For specific deployment configurations, the official documentation provides detailed descriptions and instructions, so it is recommended to read the official deployment documentation carefully and repeatedly before proceeding.

| username: TiDBer_7Q5CQdQd | Original post link

Let me ask you a question: Deploying one TiFlash node versus two nodes, aside from data high availability and security, will there be an improvement for a single slow SQL query?

| username: TiDBer_7Q5CQdQd | Original post link

Let me ask you a question: Deploying one TiFlash node versus two nodes, besides data high availability and security, will there be an improvement for a single slow SQL query?

| username: 啦啦啦啦啦 | Original post link

In theory, the more nodes there are, the better the performance, but more replicas don’t really improve performance.

| username: TiDBer_7Q5CQdQd | Original post link

Doesn’t multiple nodes mean multiple replicas?

| username: 啦啦啦啦啦 | Original post link

Not necessarily, for example, a 3-node setup can have 2 replicas.

| username: TiDBer_7Q5CQdQd | Original post link

So I understand that if there are three machines and two replicas, isn’t one of them not being used?

| username: 像风一样的男子 | Original post link

It is not recommended to set it to 2 replicas. If one machine fails, the entire cluster will be unusable. The default is three replicas.

| username: TiDBer_7Q5CQdQd | Original post link

I just checked the official website, and this is how I understand it: I currently have four TiFlash nodes deployed. If I create only one replica using SQL, will the data of this single replica be distributed across the four nodes?

| username: tidb菜鸟一只 | Original post link

Four 8-core 16GB machines are recommended to have 2 TiDB, 3 PD, 3 TiKV, and 1 TiFlash. If you have more nodes, nothing will run properly as all resources will be exhausted. Additionally, it is recommended to mount the data directories of PD, TiKV, and TiFlash on different disks on the same machine. If possible, perform NUMA resource isolation. I feel that with this configuration, running even a small amount of data might cause it to crash…
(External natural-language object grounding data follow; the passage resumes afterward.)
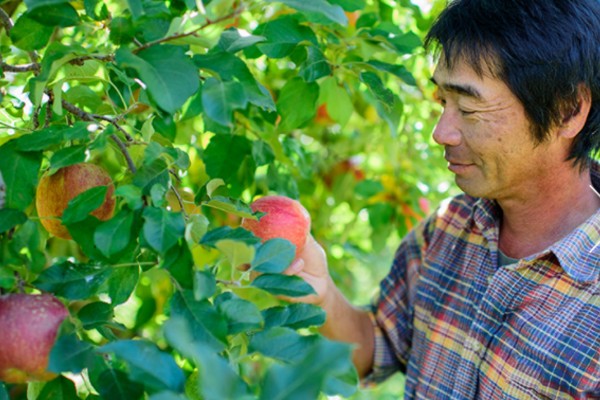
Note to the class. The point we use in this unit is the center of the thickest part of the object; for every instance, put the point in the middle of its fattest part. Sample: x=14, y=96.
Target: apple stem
x=180, y=201
x=229, y=283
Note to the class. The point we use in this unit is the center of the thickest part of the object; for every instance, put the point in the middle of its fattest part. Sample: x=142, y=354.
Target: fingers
x=295, y=267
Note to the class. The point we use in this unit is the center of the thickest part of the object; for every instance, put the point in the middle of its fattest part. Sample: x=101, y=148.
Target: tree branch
x=32, y=67
x=85, y=116
x=6, y=21
x=95, y=117
x=125, y=152
x=176, y=36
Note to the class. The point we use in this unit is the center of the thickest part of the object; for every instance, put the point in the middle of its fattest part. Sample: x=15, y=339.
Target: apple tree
x=195, y=108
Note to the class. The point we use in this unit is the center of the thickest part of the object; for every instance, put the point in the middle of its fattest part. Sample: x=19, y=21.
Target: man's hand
x=311, y=265
x=344, y=322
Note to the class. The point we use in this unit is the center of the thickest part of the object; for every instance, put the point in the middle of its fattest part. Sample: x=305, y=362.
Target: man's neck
x=546, y=214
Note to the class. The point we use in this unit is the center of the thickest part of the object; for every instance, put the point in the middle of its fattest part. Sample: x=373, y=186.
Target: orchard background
x=195, y=108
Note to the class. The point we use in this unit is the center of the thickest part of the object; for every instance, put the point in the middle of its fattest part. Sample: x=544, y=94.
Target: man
x=497, y=295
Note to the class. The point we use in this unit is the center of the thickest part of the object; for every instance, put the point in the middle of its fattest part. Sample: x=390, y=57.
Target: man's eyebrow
x=465, y=90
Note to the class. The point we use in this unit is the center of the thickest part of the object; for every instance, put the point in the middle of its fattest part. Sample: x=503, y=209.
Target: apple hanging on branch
x=28, y=327
x=55, y=191
x=284, y=218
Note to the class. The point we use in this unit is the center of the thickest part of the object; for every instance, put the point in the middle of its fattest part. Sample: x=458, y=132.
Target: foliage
x=196, y=108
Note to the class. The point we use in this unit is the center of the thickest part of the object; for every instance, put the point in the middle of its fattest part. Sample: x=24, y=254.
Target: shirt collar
x=578, y=253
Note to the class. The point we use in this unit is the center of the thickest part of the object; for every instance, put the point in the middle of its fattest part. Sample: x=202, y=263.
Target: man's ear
x=574, y=120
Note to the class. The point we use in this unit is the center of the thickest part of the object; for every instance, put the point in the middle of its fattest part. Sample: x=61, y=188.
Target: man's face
x=487, y=136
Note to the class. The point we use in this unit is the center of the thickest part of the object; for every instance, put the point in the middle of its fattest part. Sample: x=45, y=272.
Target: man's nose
x=447, y=131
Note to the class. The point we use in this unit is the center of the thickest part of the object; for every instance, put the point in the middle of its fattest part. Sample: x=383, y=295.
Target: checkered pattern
x=462, y=328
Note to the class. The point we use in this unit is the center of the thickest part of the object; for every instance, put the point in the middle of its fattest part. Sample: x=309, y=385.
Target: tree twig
x=125, y=152
x=180, y=201
x=86, y=116
x=6, y=21
x=176, y=36
x=73, y=109
x=32, y=67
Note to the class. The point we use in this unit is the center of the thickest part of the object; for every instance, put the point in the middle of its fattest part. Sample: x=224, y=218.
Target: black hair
x=544, y=50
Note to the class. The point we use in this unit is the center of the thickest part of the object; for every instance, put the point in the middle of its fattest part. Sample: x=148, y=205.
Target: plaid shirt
x=462, y=328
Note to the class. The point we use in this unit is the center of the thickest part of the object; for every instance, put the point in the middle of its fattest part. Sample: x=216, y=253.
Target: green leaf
x=79, y=131
x=262, y=153
x=96, y=9
x=136, y=7
x=333, y=13
x=349, y=5
x=42, y=139
x=273, y=256
x=295, y=316
x=179, y=262
x=407, y=43
x=69, y=354
x=83, y=204
x=95, y=314
x=33, y=4
x=73, y=281
x=220, y=99
x=122, y=282
x=282, y=344
x=155, y=369
x=20, y=174
x=225, y=232
x=196, y=227
x=286, y=285
x=166, y=395
x=338, y=101
x=238, y=253
x=151, y=174
x=114, y=235
x=59, y=389
x=283, y=36
x=306, y=379
x=225, y=154
x=229, y=385
x=297, y=103
x=114, y=385
x=68, y=156
x=230, y=205
x=9, y=218
x=30, y=35
x=132, y=196
x=315, y=66
x=231, y=41
x=205, y=285
x=7, y=278
x=169, y=74
x=62, y=15
x=383, y=94
x=398, y=70
x=122, y=30
x=207, y=325
x=82, y=232
x=241, y=315
x=162, y=228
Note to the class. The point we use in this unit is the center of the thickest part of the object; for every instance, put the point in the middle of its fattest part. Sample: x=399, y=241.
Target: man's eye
x=437, y=98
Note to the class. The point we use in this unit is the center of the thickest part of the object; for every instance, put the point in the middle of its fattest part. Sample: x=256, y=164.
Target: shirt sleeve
x=391, y=309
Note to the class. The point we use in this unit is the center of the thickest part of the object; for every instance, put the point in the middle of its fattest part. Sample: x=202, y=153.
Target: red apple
x=28, y=326
x=284, y=218
x=55, y=191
| username: 啦啦啦啦啦 | Original post link

That’s right, so you can take advantage of MPP features.

| username: 啦啦啦啦啦 | Original post link

Does 2 replicas refer to TiFlash, or does TiKV still require 3 replicas?

| username: 有猫万事足 | Original post link

4 machines each with 1 PD, 1 TiDB, 1 TiKV, and 1 TiFlash?
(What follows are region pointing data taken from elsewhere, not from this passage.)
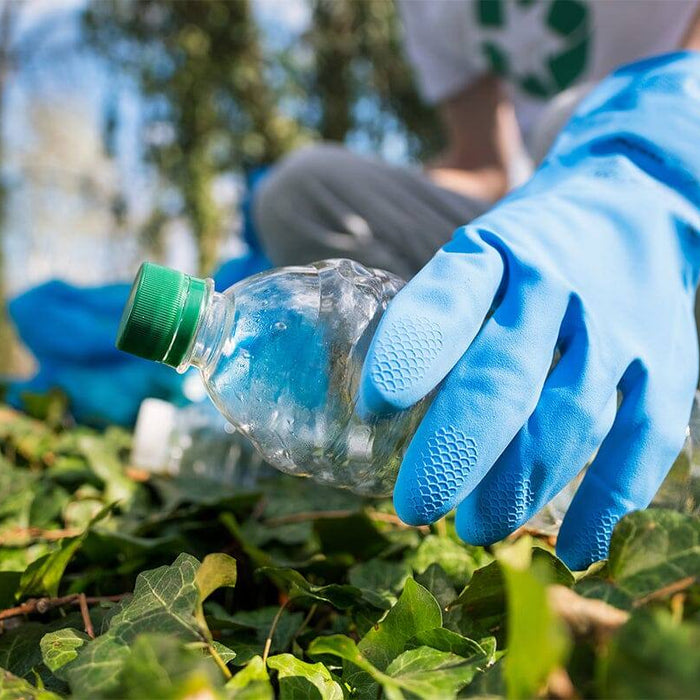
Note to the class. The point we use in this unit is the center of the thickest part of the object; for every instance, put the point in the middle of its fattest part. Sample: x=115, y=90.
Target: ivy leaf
x=346, y=649
x=339, y=596
x=245, y=632
x=537, y=642
x=484, y=598
x=165, y=602
x=415, y=611
x=299, y=680
x=379, y=580
x=104, y=462
x=9, y=582
x=252, y=683
x=430, y=673
x=653, y=548
x=43, y=576
x=216, y=571
x=14, y=688
x=455, y=558
x=61, y=647
x=652, y=656
x=163, y=667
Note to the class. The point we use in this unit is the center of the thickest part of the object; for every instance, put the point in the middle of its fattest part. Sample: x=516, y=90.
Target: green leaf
x=422, y=671
x=537, y=642
x=163, y=667
x=252, y=683
x=339, y=596
x=165, y=601
x=216, y=571
x=245, y=632
x=345, y=648
x=455, y=558
x=430, y=673
x=61, y=647
x=415, y=611
x=104, y=462
x=43, y=576
x=14, y=688
x=379, y=580
x=299, y=680
x=653, y=548
x=9, y=582
x=484, y=598
x=225, y=654
x=652, y=656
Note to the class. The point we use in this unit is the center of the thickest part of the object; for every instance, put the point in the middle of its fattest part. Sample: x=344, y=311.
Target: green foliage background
x=292, y=590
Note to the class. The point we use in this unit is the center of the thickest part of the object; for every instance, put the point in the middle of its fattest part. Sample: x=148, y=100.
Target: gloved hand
x=597, y=256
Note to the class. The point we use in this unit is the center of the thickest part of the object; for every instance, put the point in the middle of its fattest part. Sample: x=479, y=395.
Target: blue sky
x=49, y=233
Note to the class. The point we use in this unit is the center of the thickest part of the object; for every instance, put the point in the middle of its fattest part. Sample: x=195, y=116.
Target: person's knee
x=287, y=197
x=286, y=192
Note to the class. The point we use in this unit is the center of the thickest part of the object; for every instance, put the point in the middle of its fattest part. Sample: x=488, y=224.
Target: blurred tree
x=210, y=109
x=362, y=81
x=214, y=99
x=9, y=13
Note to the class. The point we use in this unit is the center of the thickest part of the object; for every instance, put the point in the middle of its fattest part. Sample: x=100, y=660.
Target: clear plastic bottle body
x=281, y=355
x=194, y=442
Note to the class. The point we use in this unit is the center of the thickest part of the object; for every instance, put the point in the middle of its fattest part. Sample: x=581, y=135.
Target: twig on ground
x=41, y=606
x=273, y=627
x=22, y=536
x=559, y=685
x=670, y=589
x=585, y=616
x=376, y=515
x=85, y=612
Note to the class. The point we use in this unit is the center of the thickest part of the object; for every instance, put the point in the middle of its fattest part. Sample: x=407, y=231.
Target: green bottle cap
x=161, y=316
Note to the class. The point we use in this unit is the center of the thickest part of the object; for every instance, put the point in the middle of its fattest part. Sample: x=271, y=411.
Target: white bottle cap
x=152, y=435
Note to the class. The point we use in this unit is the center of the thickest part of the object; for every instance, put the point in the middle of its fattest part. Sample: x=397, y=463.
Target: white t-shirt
x=541, y=47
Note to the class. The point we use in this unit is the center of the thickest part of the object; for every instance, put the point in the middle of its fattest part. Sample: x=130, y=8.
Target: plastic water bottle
x=193, y=442
x=280, y=354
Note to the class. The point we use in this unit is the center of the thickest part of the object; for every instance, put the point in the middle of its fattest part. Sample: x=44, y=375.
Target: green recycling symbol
x=563, y=42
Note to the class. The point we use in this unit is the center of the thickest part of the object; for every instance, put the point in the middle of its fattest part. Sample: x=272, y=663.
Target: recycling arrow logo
x=550, y=38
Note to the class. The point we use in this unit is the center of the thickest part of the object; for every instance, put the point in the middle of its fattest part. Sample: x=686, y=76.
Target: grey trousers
x=326, y=202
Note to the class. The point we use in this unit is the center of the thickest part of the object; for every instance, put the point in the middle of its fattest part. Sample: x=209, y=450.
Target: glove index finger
x=430, y=324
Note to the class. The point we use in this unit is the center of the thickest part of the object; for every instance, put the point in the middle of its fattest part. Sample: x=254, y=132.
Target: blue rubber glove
x=598, y=257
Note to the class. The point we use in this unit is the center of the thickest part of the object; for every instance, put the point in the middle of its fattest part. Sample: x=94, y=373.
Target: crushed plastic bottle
x=281, y=354
x=193, y=442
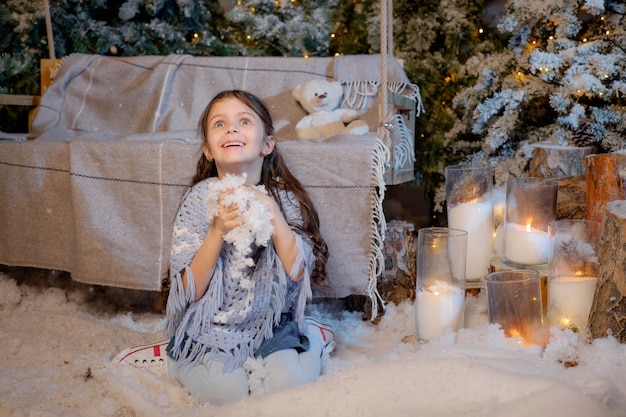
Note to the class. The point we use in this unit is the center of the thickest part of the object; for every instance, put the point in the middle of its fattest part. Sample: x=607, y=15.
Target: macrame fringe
x=378, y=226
x=403, y=151
x=357, y=94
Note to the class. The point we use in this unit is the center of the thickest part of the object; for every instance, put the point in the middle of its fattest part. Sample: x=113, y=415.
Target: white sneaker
x=324, y=332
x=151, y=357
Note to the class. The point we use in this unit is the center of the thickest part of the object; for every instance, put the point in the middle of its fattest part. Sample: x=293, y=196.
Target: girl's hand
x=228, y=217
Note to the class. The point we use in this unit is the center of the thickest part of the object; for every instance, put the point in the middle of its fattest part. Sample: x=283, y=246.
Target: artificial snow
x=58, y=342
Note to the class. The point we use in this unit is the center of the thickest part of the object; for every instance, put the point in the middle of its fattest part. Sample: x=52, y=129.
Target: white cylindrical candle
x=477, y=220
x=439, y=307
x=525, y=245
x=570, y=300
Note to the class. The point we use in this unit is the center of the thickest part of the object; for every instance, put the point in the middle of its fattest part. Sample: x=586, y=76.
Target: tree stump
x=397, y=282
x=571, y=201
x=608, y=311
x=603, y=184
x=556, y=161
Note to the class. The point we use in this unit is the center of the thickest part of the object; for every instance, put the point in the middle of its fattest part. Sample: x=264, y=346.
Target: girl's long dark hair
x=275, y=176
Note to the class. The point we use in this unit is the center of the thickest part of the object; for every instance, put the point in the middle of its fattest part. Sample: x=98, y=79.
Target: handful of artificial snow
x=256, y=219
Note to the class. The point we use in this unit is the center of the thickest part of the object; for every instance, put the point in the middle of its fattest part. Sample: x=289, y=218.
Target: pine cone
x=584, y=136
This setup is not recommended.
The stability is even worse than having 1 PD and 1 TiDB on one machine, and 3 TiKVs on 3 separate machines. You can squeeze the monitoring and PD together.

Anyway, you will conduct tests after deployment. You will find that when TiKV is under heavy IO pressure, it consumes a lot of CPU, whether it’s reading or writing. It can easily cause PD and TiDB to compete for CPU resources. The TSO wait time will be very high, and in extreme cases, the entire cluster can crash.

There’s no rush to deploy TiFlash. Once OLTP is stable, you can then proceed with OLAP without any issues.